Thomas J. Jackson’s VMI Epaulets

These are the original gilded brass epaulets worn by professor Thomas J. Jackson on formal occasions during his tenure at the Virginia Military Institute (VMI) in Lexington. The metal castle atop each shoulder, which is often confused with the Gothic Revival barracks at VMI, was actually based on the insignia worn at that time by newly commissioned West Point cadets. The same castle logo became the formal insignia of the U.S. Army Corps of Engineers.

In 1851 Jackson resigned from the U.S. Army and accepted a position as professor of natural and experimental philosophy (akin to modern physics) and artillery instructor at VMI; he taught for ten years, until 1861, when he took up active military service for the Confederacy. Jackson became one of General Robert E. Lee's ablest commanders, earning the nickname Stonewall.

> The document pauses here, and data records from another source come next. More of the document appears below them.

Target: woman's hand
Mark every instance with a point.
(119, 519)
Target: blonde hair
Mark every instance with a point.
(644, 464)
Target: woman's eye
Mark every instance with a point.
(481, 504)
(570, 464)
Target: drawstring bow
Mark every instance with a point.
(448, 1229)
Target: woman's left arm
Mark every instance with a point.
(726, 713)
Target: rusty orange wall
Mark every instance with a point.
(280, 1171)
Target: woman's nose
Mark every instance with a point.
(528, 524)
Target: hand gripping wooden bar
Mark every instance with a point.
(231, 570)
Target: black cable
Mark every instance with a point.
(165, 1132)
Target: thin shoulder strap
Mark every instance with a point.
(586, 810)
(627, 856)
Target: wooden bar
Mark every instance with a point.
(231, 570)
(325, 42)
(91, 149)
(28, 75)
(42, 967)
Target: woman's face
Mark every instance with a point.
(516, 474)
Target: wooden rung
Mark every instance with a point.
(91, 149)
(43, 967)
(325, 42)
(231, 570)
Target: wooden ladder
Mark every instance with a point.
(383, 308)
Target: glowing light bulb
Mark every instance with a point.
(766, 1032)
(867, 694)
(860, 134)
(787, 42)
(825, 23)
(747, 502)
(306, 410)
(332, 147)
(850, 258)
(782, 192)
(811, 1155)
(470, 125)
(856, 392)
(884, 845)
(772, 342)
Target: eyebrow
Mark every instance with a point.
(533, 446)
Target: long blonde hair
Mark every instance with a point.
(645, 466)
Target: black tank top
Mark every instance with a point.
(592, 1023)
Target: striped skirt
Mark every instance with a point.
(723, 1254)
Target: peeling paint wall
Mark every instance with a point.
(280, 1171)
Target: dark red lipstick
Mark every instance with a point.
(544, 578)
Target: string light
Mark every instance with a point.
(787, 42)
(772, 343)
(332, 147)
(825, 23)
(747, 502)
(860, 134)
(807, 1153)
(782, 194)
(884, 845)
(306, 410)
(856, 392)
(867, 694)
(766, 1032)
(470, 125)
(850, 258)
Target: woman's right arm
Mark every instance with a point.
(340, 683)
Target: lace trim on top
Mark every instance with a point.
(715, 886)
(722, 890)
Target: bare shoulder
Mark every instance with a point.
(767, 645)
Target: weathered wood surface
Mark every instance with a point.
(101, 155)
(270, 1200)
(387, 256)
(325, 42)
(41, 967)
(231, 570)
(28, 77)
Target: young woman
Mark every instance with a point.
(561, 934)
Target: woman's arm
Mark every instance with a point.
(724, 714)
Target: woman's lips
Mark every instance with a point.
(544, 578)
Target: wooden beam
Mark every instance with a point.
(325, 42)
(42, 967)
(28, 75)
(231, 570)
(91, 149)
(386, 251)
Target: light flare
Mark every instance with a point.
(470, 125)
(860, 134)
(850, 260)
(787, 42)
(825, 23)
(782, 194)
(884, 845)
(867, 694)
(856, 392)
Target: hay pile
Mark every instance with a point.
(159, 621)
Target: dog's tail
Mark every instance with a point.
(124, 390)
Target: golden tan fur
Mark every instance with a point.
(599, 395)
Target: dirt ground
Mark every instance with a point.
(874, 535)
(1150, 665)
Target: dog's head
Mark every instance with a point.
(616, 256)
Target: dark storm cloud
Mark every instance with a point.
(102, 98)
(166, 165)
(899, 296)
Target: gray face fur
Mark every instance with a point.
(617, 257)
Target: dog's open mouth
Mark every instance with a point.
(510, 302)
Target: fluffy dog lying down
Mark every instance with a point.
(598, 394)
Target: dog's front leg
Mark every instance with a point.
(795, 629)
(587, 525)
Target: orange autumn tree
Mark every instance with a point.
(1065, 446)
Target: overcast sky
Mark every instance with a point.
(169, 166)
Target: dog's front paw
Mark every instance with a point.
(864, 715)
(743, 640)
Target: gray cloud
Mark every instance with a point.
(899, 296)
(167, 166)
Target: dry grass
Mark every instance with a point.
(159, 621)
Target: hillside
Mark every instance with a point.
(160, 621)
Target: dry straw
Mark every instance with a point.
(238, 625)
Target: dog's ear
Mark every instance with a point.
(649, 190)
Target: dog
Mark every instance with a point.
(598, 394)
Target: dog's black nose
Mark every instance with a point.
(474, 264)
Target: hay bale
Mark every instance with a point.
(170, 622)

These epaulets, which were made by W. H. Horstmann & Sons in Philadelphia, were placed on permanent loan to the Museum of the Confederacy, now The American Civil War Museum, in 1896 by Jackson's widow, Mary Anna Jackson. Known as the Widow of the Confederacy, Jackson did not remarry and became a devoted member of the United Daughters of the Confederacy. After her death in Charlotte, North Carolina, in 1915, she was buried next to her husband in Lexington.